The latest statistics from Public Health England show there were 133 cases in England during the first quarter of this year, compared to 200 in 2017. Of these, many were from London, the South East and South West.
While the decrease in cases is a positive sign, it’s worth noting we did have a particularly cool start to the year and ticks thrive in the heat. There is currently no data available on whether cases have risen during the heatwave, and with some people going undiagnosed, the best thing to do is be aware.
What causes Lyme disease?
The disease is caused by a type of bacteria that is present in many animals, including mice, deer and pheasants. If a tick bites one of these animals it becomes infected and can then pass the bacterial infection on to humans by biting them.

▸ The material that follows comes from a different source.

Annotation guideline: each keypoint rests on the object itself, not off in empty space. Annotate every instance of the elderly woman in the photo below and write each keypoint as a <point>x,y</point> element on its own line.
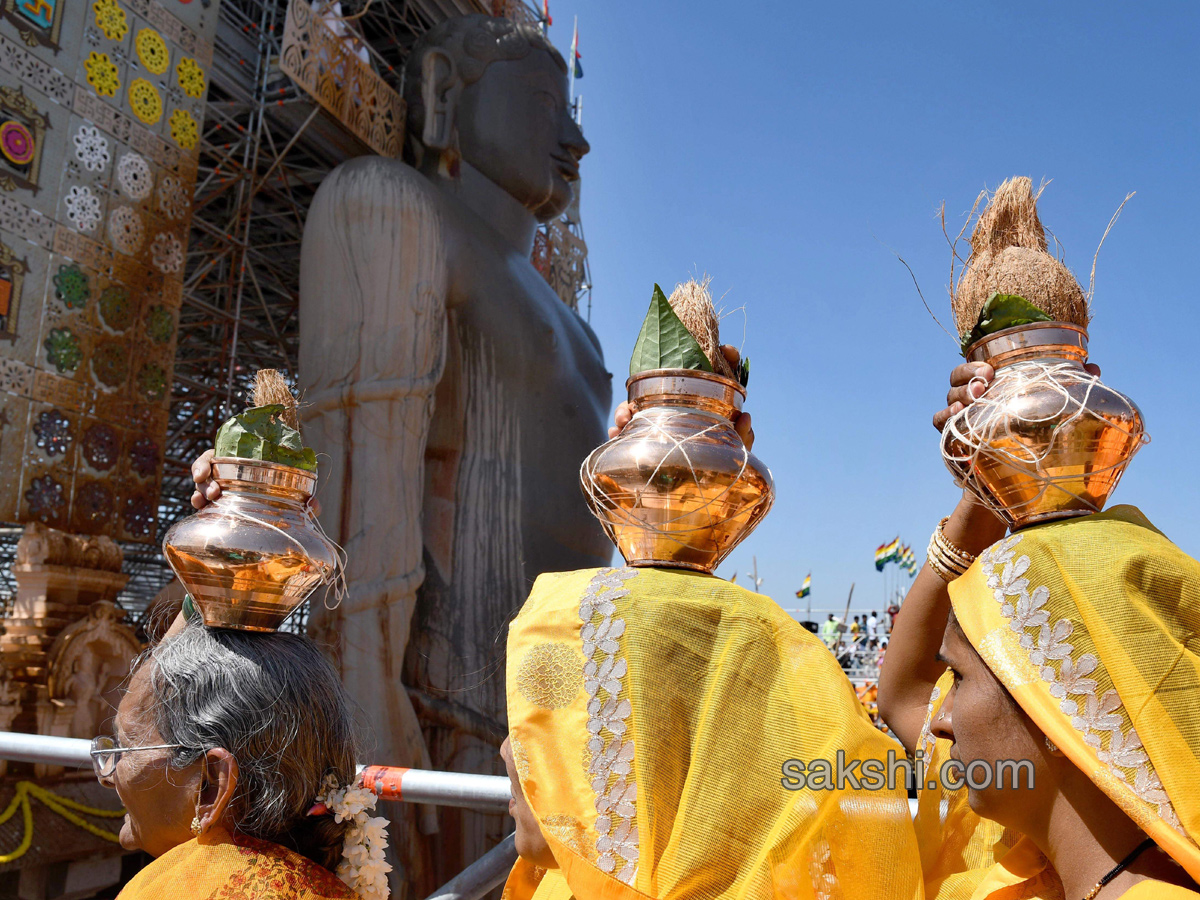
<point>222,744</point>
<point>1072,649</point>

It’s useful to know that being bitten by a tick doesn’t immediately lead to infection. One doctor, Richard Besser, previously told ABC News: “You think it bites you and you get the infection but actually you have about 36 hours from the time of the bite to remove it before you get sick.”
One of the first signs of an infected tick bite is a rash, which looks like a bull’s eye on a dart board. Other early symptoms include aching joints and muscles, plus a stiff neck and fever.
Symptoms are thought to begin showing at around 30 days after a person has been bitten.
If the condition is left untreated, symptoms can progress to numbness of the limbs and temporary paralysis of your facial muscles. In rare cases, Lyme disease can lead to inflammation of the heart muscles, which can cause the heart to beat irregularly.
Oral antibiotics are the most common treatment used for Lyme disease. In severe cases, antibiotic injections are sometimes used.
The good news is that if Lyme disease is spotted early, treatment can be effective.
:: Ticks are more common in wooded and moorland areas, especially in long grass. If you walk your dog, or go on walking holidays, try to avoid these areas and stick to paths.
:: Wear long sleeves and trousers, tucking the bottom of trousers into socks. By wearing light-coloured clothing you will be able to see if ticks are crawling on you.
:: When you come back from the outdoors, check yourself, children and pets thoroughly for ticks.
:: Wear insect repellent specifically designed to repel ticks.
:: Remove any ticks found on your body as quickly as possible.